Right Triangle

by **Stockmoose16** Wed Oct 22, 2008 4:39 pm

I was doing an MGMAT challenge question, and I came across the following statement:

The right triangle with the largest area will be an isosceles right triangle (where both the base and height are of equal length).

This doesn't make sense. A 30-60-90 right triangle would have an area of (X^2 * sqrt 3)/2, which is clearly greater than an isoceles right triangle (45-45-90), which would have an area of just (x^2)/2

Can anyone explain?

by **Saurav** Sat Oct 25, 2008 3:53 pm

A 30-60-90 right triangle would have an area of (X^2 * sqrt 3)/2, which is clearly greater than an isoceles right triangle (45-45-90), which would have an area of just (x^2)/2

What is X in both the expressions ?

[/quote]

by **JonathanSchneider** Thu Nov 13, 2008 1:30 am

Saurav's question is apt.

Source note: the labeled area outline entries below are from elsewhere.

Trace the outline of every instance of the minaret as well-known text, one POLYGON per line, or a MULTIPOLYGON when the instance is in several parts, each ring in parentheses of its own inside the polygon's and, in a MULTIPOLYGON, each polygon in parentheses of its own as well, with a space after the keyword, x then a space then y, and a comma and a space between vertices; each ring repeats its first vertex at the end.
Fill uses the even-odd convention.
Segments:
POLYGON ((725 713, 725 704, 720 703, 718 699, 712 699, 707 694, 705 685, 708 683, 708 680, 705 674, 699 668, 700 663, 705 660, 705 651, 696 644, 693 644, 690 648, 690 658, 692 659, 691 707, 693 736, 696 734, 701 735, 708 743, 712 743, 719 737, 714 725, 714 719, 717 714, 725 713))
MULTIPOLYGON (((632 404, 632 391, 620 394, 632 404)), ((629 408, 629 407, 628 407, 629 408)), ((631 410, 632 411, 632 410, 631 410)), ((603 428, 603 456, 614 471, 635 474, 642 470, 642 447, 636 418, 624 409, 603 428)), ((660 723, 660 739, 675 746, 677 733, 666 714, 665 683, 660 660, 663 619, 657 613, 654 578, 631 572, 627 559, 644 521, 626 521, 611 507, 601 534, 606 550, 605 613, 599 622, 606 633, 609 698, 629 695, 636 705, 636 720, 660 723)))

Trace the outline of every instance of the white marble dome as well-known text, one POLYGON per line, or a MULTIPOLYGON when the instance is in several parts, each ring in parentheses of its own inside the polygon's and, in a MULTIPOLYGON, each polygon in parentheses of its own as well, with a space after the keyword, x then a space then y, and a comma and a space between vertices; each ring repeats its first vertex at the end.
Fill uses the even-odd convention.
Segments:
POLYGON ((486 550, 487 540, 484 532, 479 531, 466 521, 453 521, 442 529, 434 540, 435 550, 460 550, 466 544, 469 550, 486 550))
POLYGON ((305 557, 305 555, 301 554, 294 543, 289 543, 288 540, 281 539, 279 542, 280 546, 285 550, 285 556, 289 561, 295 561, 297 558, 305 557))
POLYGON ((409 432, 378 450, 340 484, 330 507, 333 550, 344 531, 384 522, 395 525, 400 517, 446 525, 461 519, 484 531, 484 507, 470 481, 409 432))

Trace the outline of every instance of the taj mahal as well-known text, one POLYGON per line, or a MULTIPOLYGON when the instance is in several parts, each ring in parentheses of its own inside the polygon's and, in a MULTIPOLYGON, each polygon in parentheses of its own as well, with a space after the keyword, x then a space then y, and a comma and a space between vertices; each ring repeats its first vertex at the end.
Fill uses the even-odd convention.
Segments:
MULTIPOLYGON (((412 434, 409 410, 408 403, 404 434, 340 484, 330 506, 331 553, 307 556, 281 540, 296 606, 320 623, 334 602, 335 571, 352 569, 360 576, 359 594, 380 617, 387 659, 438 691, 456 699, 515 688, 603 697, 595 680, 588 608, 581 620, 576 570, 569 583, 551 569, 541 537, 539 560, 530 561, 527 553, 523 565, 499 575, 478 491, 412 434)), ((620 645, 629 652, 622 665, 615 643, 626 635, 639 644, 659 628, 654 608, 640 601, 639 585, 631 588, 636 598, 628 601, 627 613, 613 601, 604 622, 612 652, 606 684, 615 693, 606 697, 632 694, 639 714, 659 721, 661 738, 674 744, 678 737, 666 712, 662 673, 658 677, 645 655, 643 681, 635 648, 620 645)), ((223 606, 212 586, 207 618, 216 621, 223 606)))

The x must represent the long side. Imagine, for instance, if we could make the triangle have degrees of 90/89/1. This would be a very tall triangle, if we were to put the angle of 1 degree a the top. Now, if we were to say that the side opposite that smallest angle were x, then clearly we would have a very large area in compared to x.

The question hinges on the fact that x is thus the longest side possible.